If you like to play and install many times, or if you just have several computers with Debian, you should think about an apt-proxy.

It is easy to install, if you know how...and it spares lots of time, even with only two computers. If you send many megabytes in a network its pretty fast.

The server is a script, the newest version written in python. It makes a cache to store the debs. After a while it would delete them, if you dont want that it wount.

Choose one computer in your network and install apt-proxy. The newest version is in Sid now. Download it with apt-get apt-proxy

Now you edit the /etc/apt-proxy.config. Its nearly nothing to do. (and I dont know, if that described little mistake in the config is fixed, as I use my old config)

All you really need is: (if you see lying eights they dont belong to the text!)
[debian] 
backends = http://ftp.de.debian.org/debian
                
[debian-non-US]
backends = http://ftp.de.debian.org/debian-non-US


The rest is interesting, but you only have to change one thing: Where it says [debian-non-US] there was [non-US] and that did not work.

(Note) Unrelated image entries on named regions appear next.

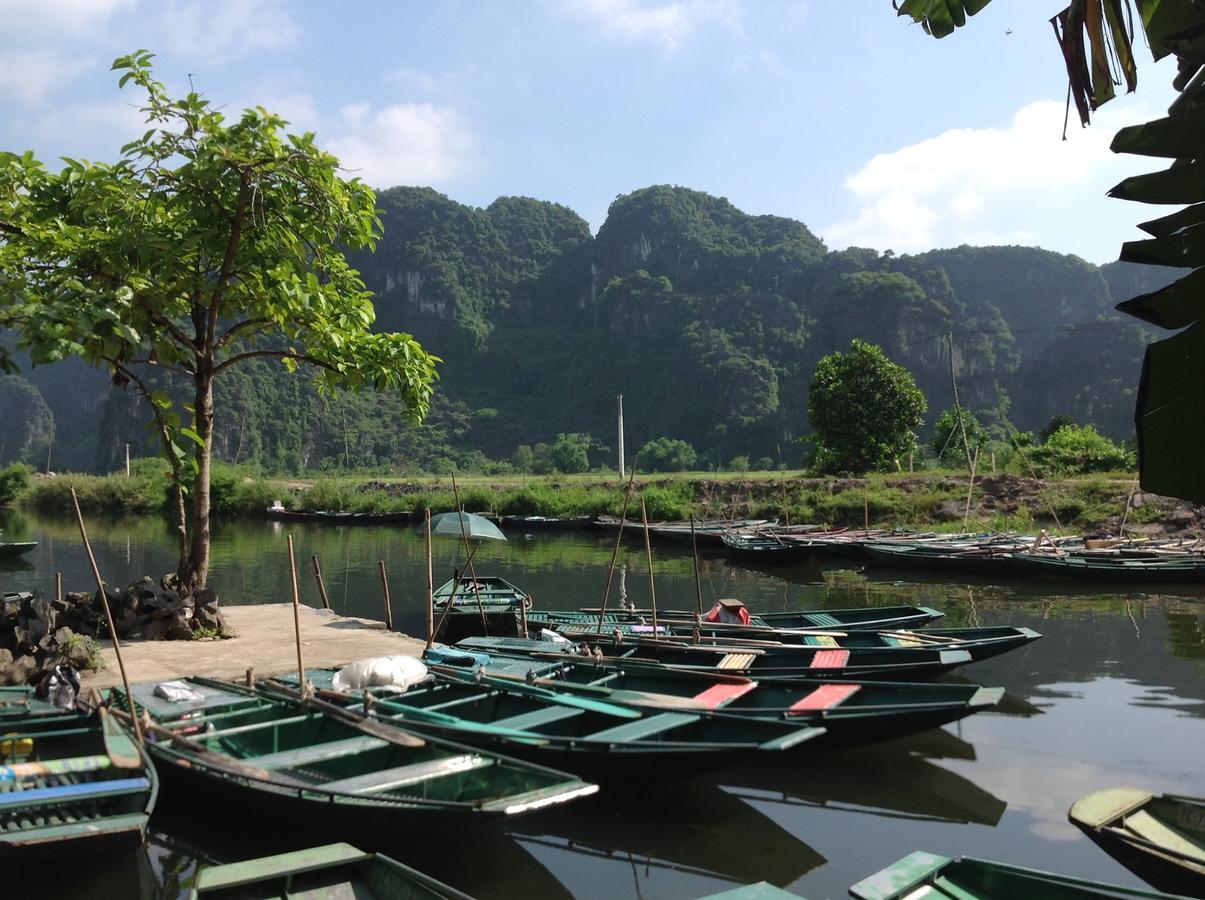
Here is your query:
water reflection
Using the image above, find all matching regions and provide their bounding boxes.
[0,513,1205,898]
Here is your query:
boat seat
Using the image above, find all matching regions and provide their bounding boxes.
[0,778,151,812]
[716,653,757,669]
[807,649,850,669]
[319,753,494,794]
[243,735,389,771]
[493,706,584,731]
[787,684,862,716]
[586,712,699,743]
[1124,810,1205,863]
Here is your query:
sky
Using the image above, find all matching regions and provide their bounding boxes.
[0,0,1174,264]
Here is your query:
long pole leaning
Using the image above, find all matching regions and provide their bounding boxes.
[425,507,435,649]
[289,535,307,699]
[640,494,657,636]
[71,488,142,743]
[598,454,639,634]
[452,472,489,635]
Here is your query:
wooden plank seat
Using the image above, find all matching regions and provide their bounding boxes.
[807,649,850,669]
[587,712,699,743]
[243,735,389,771]
[0,778,151,811]
[318,753,494,794]
[493,706,584,731]
[787,684,862,716]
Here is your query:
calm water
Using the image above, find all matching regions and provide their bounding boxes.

After having edited the proxy-server don't forget a: /etc/init.d/apt-proxy restart

So, if the apt-proxy.config is finished, edit the /etc/apt/sources.list on another computer like this:
deb http://192.168.x.xxx:9999/debian/ unstable main contrib non-free 
deb http://192.168.2.xxx:9999/debian-non-US/ unstable/non-US main contrib non-free 
deb-src http://192.168.x.xxx:9999/debian/ unstable main contrib non-free 
deb-src http://192.168.x.xxx:9999/debian-non-US/ unstable/non-US main contrib non-free 
deb http://192.168.x.xxx:9999/debian/ testing main contrib non-free
deb http://192.168.x.xxx:9999/debian-non-US/ testing/non-US main contrib non-free 
deb-src http://192.168.x.xxx:9999/debian/ testing main contrib non-free 
deb-src http://192.168.x.xxx:9999/debian-non-US/ testing/non-US main contrib non-free 

# deb http://ftp.de.debian.org/debian/ unstable main contrib non-free 
# deb http://ftp.de.debian.org/debian-non-US/ unstable/non-US main contrib non-free 
# deb-src http://ftp.de.debian.org/debian/ testing main contrib non-free  
# deb-src http://ftp.de.debian.org/debian-non-US/ unstable/non-US main contrib non-free


I have just commented out the original.
The IP you have to change to the one of the computer that has the proxy.

So, now do an apt-get update with this computer (not the one with the proxy). The proxy will be asked for the sources, downloads them and gives them to the computer that did the apt-get update. It keeps a copy for other computers or for itself. The Proxy has nothing to do with the apt and the package management on every single computer.
You can give a copy of /etc/apt/sources.list to all of your computers, to the one with the proxy too.

And if you have many sources in your computer, import them now (you cannot do that earlier) to the proxy-cache like this:
# apt-proxy-import -i /var/cache/apt/archives 


Hmm, I think that was it, like always pretty simple, after you did it the first time.

Now you dont need to care about the proxy, do your updates as usual.
Only if you would need new sources, do just the same things in the apt-proxy.conf and the sources.lists like you did now.